Reducing the Background Field Variations Using the Geometry Information
Y Katkuri1*, S Buch2, E Haacke3, Z Latif4, J Neelavalli5, Y Xuan6, (1) Wayne State University, Detroit, Michigan,(2) McMaster University, Hamilton, Ontario, (3) Wayne State University, Detroit, Michigan, (4) Wayne State University, Detroit, Michigan, (5) Wayne State University, Detroit, Michigan, (6) Wayne State University, Detroit, MIWE-C-116-6 Wednesday 10:30AM - 12:30PM Room: 116
Purpose: To demonstrate a new approach for reducing background phase variations in the susceptibility weighted image (SWI).
Methods: In order to perform this experiment, we acquired high resolution sagittal 3D SWI images of the left leg. Background phase variations were removed to significantly reduce the phase due to the geometry and improve the data quality. This was done using forward modeling approach to simulate phase generated only due to the geometry of the leg [2-5].
Results: The collected data indicated that the phase effects due to the background are very large, so we used forward modeling approach to remove the unwanted phase variations in the image background.

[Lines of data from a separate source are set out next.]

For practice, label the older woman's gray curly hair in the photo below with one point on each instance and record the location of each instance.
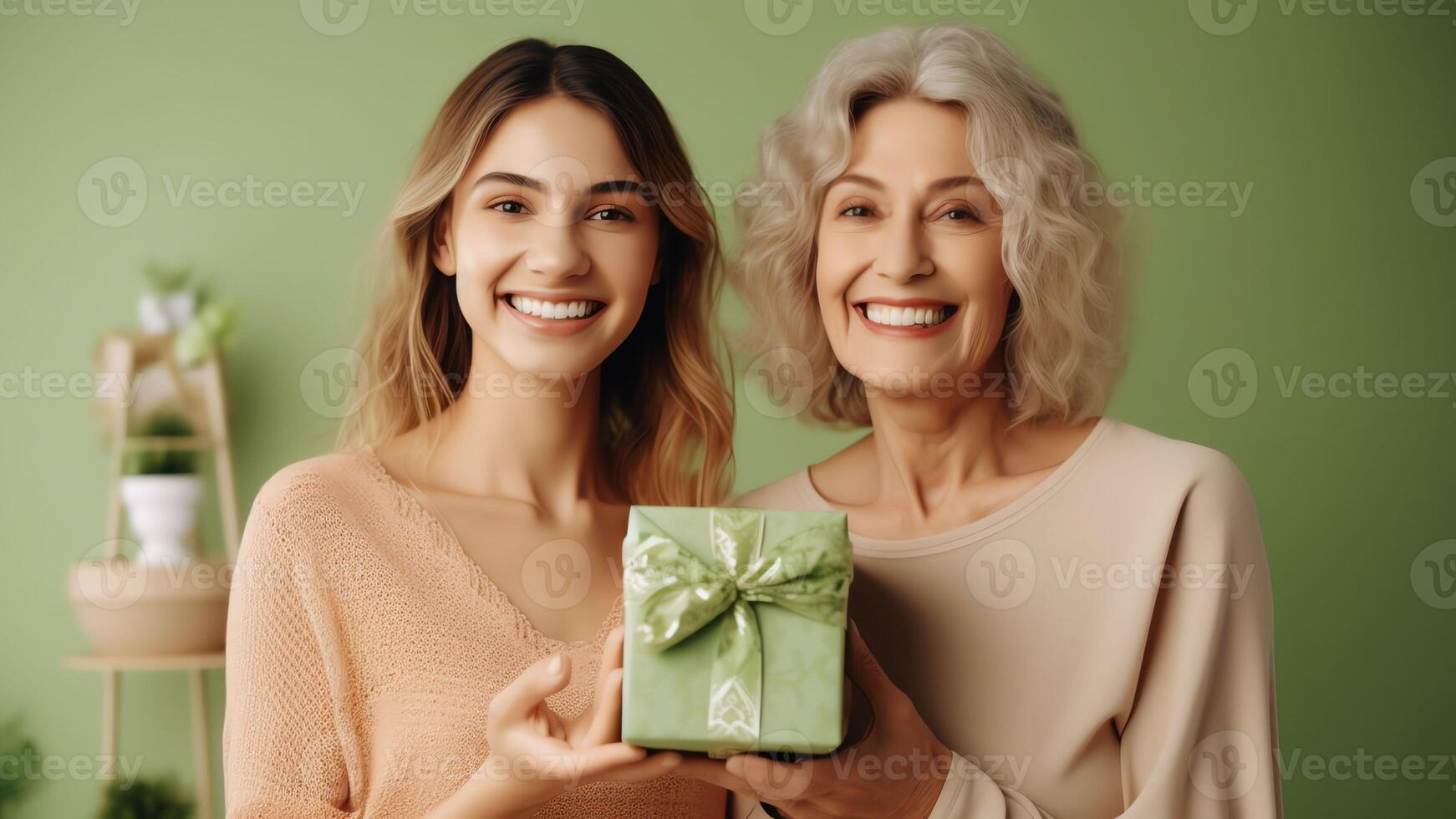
(1061, 249)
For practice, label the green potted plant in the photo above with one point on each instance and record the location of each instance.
(17, 746)
(162, 491)
(168, 304)
(168, 598)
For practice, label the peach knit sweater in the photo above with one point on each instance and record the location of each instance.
(363, 649)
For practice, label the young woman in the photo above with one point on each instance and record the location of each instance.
(1071, 616)
(427, 620)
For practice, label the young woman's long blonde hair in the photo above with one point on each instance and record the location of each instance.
(665, 410)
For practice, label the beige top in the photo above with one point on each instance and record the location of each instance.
(1050, 649)
(363, 649)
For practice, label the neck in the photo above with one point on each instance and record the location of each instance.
(524, 437)
(929, 450)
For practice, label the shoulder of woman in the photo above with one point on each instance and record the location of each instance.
(329, 477)
(1173, 461)
(308, 499)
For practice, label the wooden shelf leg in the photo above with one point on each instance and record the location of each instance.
(200, 745)
(109, 718)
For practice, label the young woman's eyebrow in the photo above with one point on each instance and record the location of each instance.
(510, 179)
(609, 186)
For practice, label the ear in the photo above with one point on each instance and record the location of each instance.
(441, 242)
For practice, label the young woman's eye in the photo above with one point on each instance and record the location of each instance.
(510, 207)
(610, 214)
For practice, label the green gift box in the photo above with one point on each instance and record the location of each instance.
(734, 628)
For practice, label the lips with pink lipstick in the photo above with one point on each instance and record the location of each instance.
(553, 313)
(904, 318)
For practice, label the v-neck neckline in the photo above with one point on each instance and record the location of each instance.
(488, 589)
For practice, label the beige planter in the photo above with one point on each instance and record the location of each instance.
(129, 608)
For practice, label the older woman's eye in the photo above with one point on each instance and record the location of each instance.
(961, 214)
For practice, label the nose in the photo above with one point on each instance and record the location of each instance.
(557, 252)
(903, 251)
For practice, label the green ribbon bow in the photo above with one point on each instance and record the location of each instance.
(677, 594)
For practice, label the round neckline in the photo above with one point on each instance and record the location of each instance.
(486, 588)
(973, 532)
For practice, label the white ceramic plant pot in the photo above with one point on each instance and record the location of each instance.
(162, 510)
(180, 308)
(152, 313)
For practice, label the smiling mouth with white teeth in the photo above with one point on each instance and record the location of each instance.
(893, 316)
(557, 310)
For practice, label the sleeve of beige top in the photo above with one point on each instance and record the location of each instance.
(282, 755)
(1200, 736)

This approach uses a kernel described by the Green's function in k-space to generate point dipole effects across the tissues using its magnetic susceptibility properties. The data resulting from this technique gave us improved phase images and also helped in collecting water-fat out of phase information using complex division of flow compensated (FC) 5.2ms and 6.5ms data sets. To further see the potential of this technique, we complex divided the FC 7.8ms and not FC 7.8ms data sets resulting in data with direct flow information.
Conclusion: We have demonstrated that using a homodyne high-pass filter alone does not remove the phase due to the geometry. Using the proposed novel technique we were able to significantly reduce the phase due to the geometry and improve the quality of the data for further analysis of water and fat separation as well as visualizing veins. The remaining weakness of this method is that the veins appear as fat in the muscle part of the image but the next step in this processing is to due susceptibility mapping which will then remove the veins and leave a pristine fat map. We are currently evaluating this approach.